Asia Pacific RMC Liaison

The RMC Liaison is a member of the Regulatory Management Centre (RMC) and is responsible for management of regulatory life cycle management activities in Asia Pacific (AP) for their assigned therapeutic area/s.  The RMC Liaison is responsible for supporting the RMC Submission Professionals in the LOCs in AP. The role also includes working as the AP Regulatory Lead for assigned products in the Established Products portfolio.

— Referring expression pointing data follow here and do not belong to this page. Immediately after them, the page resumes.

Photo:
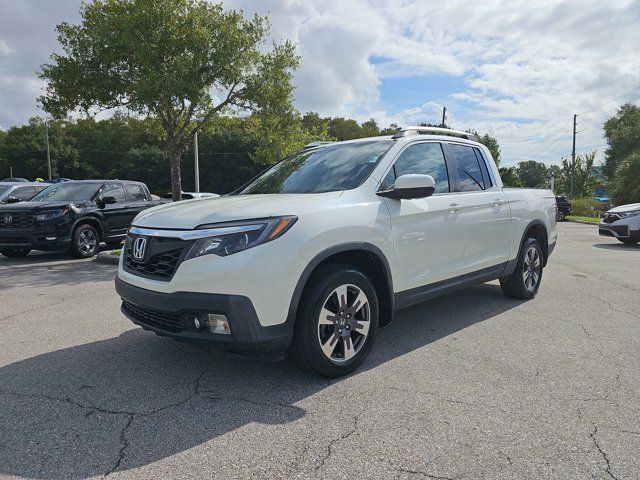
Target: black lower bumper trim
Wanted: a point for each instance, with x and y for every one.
(248, 336)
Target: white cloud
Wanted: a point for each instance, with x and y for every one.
(525, 67)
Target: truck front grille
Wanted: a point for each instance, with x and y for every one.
(154, 318)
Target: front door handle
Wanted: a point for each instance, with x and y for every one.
(454, 207)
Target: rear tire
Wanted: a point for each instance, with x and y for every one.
(336, 322)
(524, 282)
(15, 252)
(85, 241)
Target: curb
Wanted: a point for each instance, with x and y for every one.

RESPONSIBILITIES – RMC LIAISON:
•    Manage RMC Submissions for assigned therapeutic area/s
•    Receive dossier/project from RMC Planning and Operations Lead
•    Support RMC submissions for other therapeutic area/s as and when required 
•    Review dossiers received from global and evaluate countries impacted for changes.  
•    Responsible for creation and maintenance of the country plan in the planning tool
•    Creation and maintenance of project entries in RMC tracker (excel spreadsheet) 
•    Assess dossier for potential issues and proactively raise issues with global and discuss with APRA Lead
•    Collaborate with RMC Professionals and dossier leads on dossiers in scope, in case of priority changes or potential compliance risks  
•    Collaborate with RMC LOC Submission Professionals to ensure submission deadlines for assigned therapeutic area/s are met for AP countries 
•    Maintain a copy of the core dossier sent by global on REGAP
•    Train RMC Submission Professionals in LOCs as required  
•    Facilitate discussion with the LOC on CMC variation / label change from global dispatch to local submission
•    Connect with Global, Regional and RMC LOC Submission Specialists on local dossier requirements
•    Prepare submission plan based on global dispatch and country specific requirements
•    Work closely with RMC LOC Submission Specialists to ensure country specific inputs are updated into the recipe book
•    Request country specific documents such as data administration, translation, artwork, samples and certificate
•    Responsible for training RMC LOC Submission Specialists when required
•    Close collaboration with RMC LOC Submission Specialists to maintain adherence to RMC processes
•    Responsible for notifying Compliance Manager when AP reference country approval is received
•    Connect with Regional Labelling Manager, LOC on content deviation process
•    Co-ordinate labelling deviations for assigned therapeutic area/s and where applicable through AP Labeling Manager
•    Collaborate with Compliance Manager to manage approval notifications from RMC LOC contacts
•    Qc and review of final dossier received from RMC LOC Submission Professionals prior to publishing
•    Work with RMC Planning and Operations Lead on post-approval activities  
•    Co-ordination of updates to working guidelines for sections pertaining to roles of liaison 
•    Close collaboration with RMC LOC Submission Specialists to maintain adherence to RMC processes
•    Co-ordinate deviation where applicable through labeling manager
•    Co-ordination of updates to working guidelines for sections pertaining to roles of liaison 

RESPONSIBILITIES – AP REGULATORY LEAD (Established Products): 

Provides direction for the activities related with assigned products in the Established Products Portfolio. Works with regional management, head office-based team members (e.g. Strategic Implementation Leader) and local operating companies to define and implement the regional and local strategy for assigned products.  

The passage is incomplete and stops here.